Questa condizione è violata nel mercato politico. La maggioranza impone delle scelte sulla minoranza. Quindi se Bill Gates decide di finanziare massicciamente un candidato, aumentandone la probabilità di vittoria, questo influisce sulla nostra libertà di scelta.
Il secondo motivo per cui il mercato non produce risultati ottimali è che in politica l'incentivo è di battere il rivale, non di eleggere il candidato migliore. Questo porta ad una escalation delle spese elettorali, così come nel calcio c'è stata una escalation degli stipendi dei giocatori.
Questa escalation è tanto più costosa quanto più influenza gli incentivi degli eletti. Oggigiorno il tipico politico americano partecipa a più di 500 fund raising events all'anno. È difficile immaginare che tutti questi eventi non influenzino i suoi voti in parlamento.

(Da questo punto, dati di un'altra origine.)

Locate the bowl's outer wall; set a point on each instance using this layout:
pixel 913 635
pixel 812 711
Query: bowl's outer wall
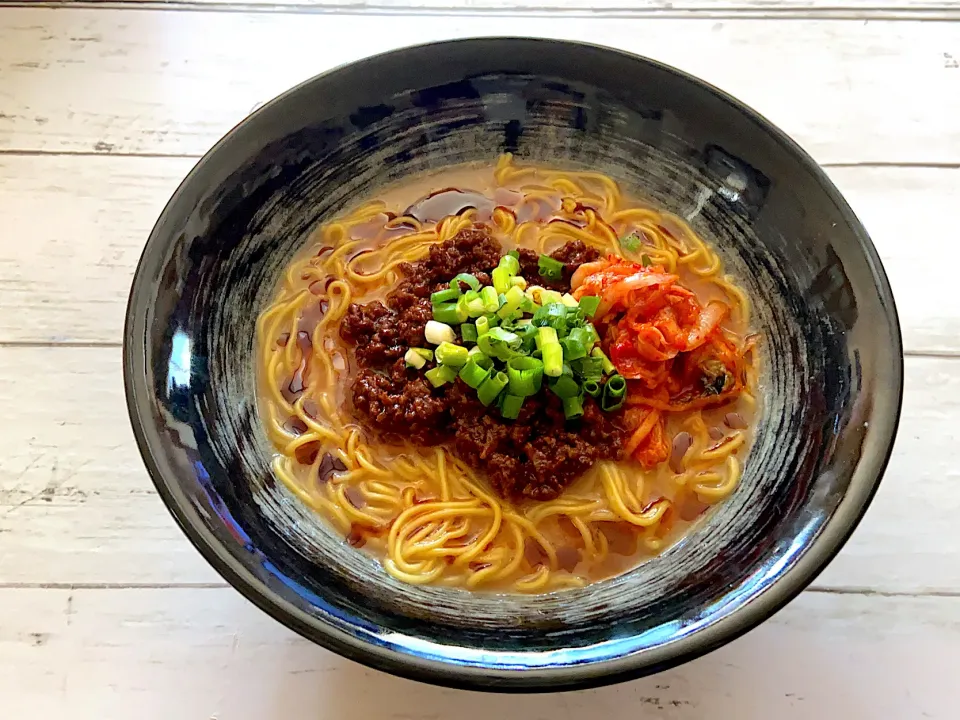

Il laissez faire quindi non funziona in politica. C'è la necessità di regole e c'è la necessità di un contributo pubblico. Il rischio, però, è che queste regole e questo contributo siano disegnati a protezione dei partiti esistenti, invece che a favore dell'efficienza ed equità del sistema elettorale nel suo complesso. La competizione elettorale rimane una forza importante. E vera competizione non esiste se non esista la possibilità per nuove formazioni di entrare nell'agone politico.
Per questo ci sentiamo di sottoscrivere la proposta avanzata dal famoso giurista americano Larry Lessig nel suo ultimo libro. Si tratta di un sistema di matching funds. Ogni individuo può donare fino a 100 dollari al suo candidato preferito. Lo Stato a sua volta raddoppierà la cifra raccolta.

Altre forme di finanziamento sono proibite. In questo modo si limita l'ammontare complessivo delle spese elettorali, senza limitare la competizione, anzi rendendola più intensa. Si limita l'influenza dei grossi gruppi sui candidati, ma si limita anche il potere dei partiti sui candidati. Proprio per questo è una proposta che difficilmente sarà sottoscritta dalla segreteria dei maggiori partiti. Ciononostante è una riforma che può trovare consenso in parlamento. Per attuarla negli Stati Uniti Lessig propone una convenzione costituzionale. A noi potrebbe bastare un governo tecnico.